Today I miss my parents. It’s not that I haven’t missed my parents up until this point, but it hasn’t been quite this sever. As we drove around Tegucigalupa the smallest things would remind me of them. I was almost brought to tears as we stopped at a mechanic and saw that he was rebuilding a 1965 Ford Mustang. The same car my dad spent my whole life rebuilding. I know they’re proud of me. I know that as I grow, as I work hard, as I love who is around me they are proud. Today I have missed my mommy and my daddy.

But I’ve been struck with something else lately. I simply miss parents. Not just mine. But the idea of parenthood, fathers and mothers. I am in a family and I have never once felt the void in my life of brothers or sisters. I have 50 of them. But parents…sound advice…comfort when sick or tired…or wisdom from many years beyond my own…I miss that. On a daily basis I feel a void of this parental love. I see the street kids who have never met their fathers, the kids who have asked our man Tony to stay with him because it is a better life than with their own mothers. And my heart weeps, my heart breaks for them. I fought back tears today as our Men, Gabe and Devin, simply played with children who have grow up in one of the most dangerous areas in Honduras. Us ladies were talking with Tony and he was telling us the common story of most of Honduras: These kids most likely didn’t have fathers and there is a good chance none of them have ever had Men to play with, rough around with, chase them, laugh with them, love on them… In that moment I was never more thankful for the two Men God has currently blessed my life with. But more importantly I was thankful for the most important man(other than Jesus himself) God has ever blessed me with: My dad. Robert has always been a good man. He loved us, supported us, cared for us, taught us. Never once did I feel like there was anything I couldn’t do because I was a girl, and Robert is a huge part of that. This is the first of many moments I’m sure, I know we will encounter many fatherless children, but my heart is broken today. For all the little girls who never had daddies to chase them, tell them they are beautiful and deserve more, teach them how to check the fluids in their car, to just be daddies to them. For all the little boys who never had daddies to show them what Men look like, to show them how to treat their moms…sisters…girlfriends…wives…friends, to love them like every Man needs love. 

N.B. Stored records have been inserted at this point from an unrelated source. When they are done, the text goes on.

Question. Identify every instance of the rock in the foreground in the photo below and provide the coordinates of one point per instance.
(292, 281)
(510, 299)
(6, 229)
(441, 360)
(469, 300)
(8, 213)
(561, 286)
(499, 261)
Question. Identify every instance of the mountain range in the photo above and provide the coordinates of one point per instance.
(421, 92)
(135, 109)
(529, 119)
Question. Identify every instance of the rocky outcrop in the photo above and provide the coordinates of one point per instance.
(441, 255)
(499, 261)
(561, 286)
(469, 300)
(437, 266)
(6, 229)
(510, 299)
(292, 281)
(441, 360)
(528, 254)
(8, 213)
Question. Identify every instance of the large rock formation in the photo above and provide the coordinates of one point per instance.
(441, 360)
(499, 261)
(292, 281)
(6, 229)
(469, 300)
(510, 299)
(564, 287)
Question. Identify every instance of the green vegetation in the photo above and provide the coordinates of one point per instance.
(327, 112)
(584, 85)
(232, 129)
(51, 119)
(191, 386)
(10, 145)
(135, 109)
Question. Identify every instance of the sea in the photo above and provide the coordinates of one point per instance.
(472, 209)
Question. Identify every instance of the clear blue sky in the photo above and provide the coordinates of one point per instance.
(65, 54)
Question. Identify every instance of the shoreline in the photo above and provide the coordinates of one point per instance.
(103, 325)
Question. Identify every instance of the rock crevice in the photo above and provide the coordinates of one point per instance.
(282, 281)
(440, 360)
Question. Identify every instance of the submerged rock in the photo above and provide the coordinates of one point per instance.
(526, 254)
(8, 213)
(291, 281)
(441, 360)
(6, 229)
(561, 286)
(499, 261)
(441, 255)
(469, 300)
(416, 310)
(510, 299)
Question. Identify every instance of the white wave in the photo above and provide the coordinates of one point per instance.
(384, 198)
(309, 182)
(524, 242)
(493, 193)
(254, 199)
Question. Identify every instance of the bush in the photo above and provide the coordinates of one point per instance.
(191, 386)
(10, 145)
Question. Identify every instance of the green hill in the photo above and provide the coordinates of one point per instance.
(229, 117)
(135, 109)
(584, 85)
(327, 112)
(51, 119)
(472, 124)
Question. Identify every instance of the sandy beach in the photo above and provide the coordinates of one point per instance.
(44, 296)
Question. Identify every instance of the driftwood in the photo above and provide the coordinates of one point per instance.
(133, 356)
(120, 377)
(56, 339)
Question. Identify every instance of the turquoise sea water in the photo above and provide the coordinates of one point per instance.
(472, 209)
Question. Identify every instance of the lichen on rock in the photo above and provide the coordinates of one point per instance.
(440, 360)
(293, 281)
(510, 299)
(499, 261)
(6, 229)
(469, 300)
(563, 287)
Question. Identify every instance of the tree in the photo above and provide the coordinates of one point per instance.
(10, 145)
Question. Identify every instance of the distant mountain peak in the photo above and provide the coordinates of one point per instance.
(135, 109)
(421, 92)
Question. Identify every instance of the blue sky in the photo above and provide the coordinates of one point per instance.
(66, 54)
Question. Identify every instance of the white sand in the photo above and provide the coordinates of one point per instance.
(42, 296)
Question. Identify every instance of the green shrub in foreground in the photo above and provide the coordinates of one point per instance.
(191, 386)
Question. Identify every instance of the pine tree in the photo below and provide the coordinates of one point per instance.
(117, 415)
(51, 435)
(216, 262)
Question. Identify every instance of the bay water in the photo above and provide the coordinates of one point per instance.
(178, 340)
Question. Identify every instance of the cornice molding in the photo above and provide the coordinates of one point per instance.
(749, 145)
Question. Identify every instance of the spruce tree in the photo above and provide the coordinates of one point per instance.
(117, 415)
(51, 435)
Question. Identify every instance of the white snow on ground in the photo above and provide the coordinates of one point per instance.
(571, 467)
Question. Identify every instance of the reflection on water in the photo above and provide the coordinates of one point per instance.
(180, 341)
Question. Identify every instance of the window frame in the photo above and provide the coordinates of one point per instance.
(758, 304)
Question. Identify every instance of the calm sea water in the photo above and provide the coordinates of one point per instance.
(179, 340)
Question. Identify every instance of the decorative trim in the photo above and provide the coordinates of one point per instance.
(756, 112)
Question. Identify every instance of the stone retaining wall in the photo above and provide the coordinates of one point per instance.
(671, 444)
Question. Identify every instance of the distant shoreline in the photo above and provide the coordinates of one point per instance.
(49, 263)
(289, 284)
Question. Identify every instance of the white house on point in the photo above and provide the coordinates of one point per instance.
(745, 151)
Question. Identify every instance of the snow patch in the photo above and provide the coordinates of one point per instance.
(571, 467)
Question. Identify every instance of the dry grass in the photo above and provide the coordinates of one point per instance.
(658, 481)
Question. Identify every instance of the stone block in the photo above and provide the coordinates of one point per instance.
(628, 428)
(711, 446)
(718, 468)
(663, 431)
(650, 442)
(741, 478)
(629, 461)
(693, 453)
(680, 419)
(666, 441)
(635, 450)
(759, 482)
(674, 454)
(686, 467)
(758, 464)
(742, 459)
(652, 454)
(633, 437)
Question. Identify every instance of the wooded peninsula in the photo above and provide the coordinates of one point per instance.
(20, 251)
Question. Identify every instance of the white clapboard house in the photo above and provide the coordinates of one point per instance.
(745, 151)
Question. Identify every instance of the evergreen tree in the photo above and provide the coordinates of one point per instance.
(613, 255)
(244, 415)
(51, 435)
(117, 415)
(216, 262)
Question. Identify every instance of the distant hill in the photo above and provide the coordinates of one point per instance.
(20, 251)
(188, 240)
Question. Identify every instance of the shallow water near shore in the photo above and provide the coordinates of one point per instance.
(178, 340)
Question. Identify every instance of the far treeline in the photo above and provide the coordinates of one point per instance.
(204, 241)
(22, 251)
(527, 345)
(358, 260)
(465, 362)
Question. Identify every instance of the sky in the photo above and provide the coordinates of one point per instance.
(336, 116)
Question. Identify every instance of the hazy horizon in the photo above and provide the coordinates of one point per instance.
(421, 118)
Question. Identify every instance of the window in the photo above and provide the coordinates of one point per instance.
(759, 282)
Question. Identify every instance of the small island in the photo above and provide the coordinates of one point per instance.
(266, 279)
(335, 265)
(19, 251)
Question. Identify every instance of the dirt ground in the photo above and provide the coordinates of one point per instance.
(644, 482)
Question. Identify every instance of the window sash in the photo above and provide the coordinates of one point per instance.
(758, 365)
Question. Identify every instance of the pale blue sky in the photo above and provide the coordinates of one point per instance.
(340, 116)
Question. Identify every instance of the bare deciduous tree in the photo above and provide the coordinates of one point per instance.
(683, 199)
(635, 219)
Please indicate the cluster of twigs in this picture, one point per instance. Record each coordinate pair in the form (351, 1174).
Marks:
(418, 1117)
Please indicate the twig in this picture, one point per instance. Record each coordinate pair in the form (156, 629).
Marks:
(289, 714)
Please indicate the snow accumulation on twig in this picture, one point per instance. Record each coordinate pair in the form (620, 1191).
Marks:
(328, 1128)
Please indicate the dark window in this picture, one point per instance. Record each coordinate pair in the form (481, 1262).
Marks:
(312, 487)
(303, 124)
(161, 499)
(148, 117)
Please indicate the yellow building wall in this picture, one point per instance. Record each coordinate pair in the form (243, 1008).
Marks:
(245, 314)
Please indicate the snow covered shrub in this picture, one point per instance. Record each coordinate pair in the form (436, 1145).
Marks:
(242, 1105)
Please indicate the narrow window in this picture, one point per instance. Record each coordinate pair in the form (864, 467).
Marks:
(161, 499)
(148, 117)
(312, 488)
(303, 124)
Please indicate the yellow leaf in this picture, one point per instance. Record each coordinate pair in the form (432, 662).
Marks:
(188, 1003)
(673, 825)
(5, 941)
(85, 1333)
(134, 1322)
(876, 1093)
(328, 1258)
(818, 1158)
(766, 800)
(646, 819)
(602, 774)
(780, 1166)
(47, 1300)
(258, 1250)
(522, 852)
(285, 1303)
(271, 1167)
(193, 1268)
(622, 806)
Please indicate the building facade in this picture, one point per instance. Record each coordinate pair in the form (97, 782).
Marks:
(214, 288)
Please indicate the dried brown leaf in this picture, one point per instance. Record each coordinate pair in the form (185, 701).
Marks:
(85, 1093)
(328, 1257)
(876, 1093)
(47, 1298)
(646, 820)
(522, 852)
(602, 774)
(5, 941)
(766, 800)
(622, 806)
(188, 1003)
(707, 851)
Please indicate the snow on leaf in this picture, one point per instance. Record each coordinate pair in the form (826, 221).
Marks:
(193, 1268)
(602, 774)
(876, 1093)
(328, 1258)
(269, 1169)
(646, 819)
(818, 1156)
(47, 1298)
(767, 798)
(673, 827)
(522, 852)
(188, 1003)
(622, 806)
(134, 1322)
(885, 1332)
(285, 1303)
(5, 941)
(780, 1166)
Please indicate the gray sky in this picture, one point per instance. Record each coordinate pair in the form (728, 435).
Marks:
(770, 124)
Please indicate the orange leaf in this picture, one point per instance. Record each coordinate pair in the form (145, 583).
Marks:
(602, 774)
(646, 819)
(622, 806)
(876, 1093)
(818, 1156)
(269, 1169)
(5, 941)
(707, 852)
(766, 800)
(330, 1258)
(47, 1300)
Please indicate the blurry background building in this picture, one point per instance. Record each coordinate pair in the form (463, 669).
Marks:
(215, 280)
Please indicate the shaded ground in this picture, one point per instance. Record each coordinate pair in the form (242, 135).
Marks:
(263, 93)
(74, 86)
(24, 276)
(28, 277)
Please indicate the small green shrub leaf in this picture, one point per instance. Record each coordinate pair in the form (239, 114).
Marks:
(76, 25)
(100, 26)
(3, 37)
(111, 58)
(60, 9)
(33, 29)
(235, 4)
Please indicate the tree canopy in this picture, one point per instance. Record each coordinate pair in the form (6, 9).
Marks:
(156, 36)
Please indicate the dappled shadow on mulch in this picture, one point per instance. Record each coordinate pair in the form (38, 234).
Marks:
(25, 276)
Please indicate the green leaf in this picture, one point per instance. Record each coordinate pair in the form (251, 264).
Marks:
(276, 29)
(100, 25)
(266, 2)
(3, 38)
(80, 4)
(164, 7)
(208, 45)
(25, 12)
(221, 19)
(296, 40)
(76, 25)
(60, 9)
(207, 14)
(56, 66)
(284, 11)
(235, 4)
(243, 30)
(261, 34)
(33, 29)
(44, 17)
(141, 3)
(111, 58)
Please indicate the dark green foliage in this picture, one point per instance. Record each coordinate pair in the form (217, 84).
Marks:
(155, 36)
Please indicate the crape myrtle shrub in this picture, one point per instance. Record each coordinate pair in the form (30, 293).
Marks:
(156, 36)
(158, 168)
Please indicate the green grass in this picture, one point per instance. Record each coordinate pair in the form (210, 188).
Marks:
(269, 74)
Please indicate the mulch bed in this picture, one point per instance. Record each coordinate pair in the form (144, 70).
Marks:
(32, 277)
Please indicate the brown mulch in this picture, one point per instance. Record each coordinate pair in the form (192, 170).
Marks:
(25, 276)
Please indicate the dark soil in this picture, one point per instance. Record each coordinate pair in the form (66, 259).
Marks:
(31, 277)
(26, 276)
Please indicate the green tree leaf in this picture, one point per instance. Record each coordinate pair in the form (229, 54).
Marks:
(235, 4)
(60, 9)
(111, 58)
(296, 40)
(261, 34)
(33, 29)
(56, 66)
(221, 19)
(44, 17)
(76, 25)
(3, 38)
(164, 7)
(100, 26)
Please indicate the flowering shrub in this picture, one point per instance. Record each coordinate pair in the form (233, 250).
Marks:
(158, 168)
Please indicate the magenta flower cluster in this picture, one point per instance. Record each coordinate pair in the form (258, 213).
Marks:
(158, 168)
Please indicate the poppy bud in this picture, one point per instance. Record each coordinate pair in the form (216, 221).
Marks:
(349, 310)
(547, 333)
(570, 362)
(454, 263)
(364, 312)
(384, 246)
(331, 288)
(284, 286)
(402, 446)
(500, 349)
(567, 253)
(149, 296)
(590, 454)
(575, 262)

So here is my call. Here is my anger. Here is to all the men I know. If no one has ever called you out, well I’m doing it now. Be Men. Be the Men that God created you to be. Strong, wise, caring, emotional, dependent, tough, Spirit-led…the list goes on. Women can’t love the world for you. You have to take on some of the responsibility yourselves. As we talked about the lack of real men in Honduras it came up that the US has the same problem. Why are the churches and mission fields flooded with women? Why can men not man up and start discipling the young? Showing those who don’t have fathers what manhood looks like. I’m tired of feeling guilty for not doing enough when in reality it’s not my job to be the man. It’s yours. 
And sometimes discipling boys and young men, especially in a foreign country, doesn’t mean that you have to give your whole life. As I’m learning sometimes it’s just 11 months.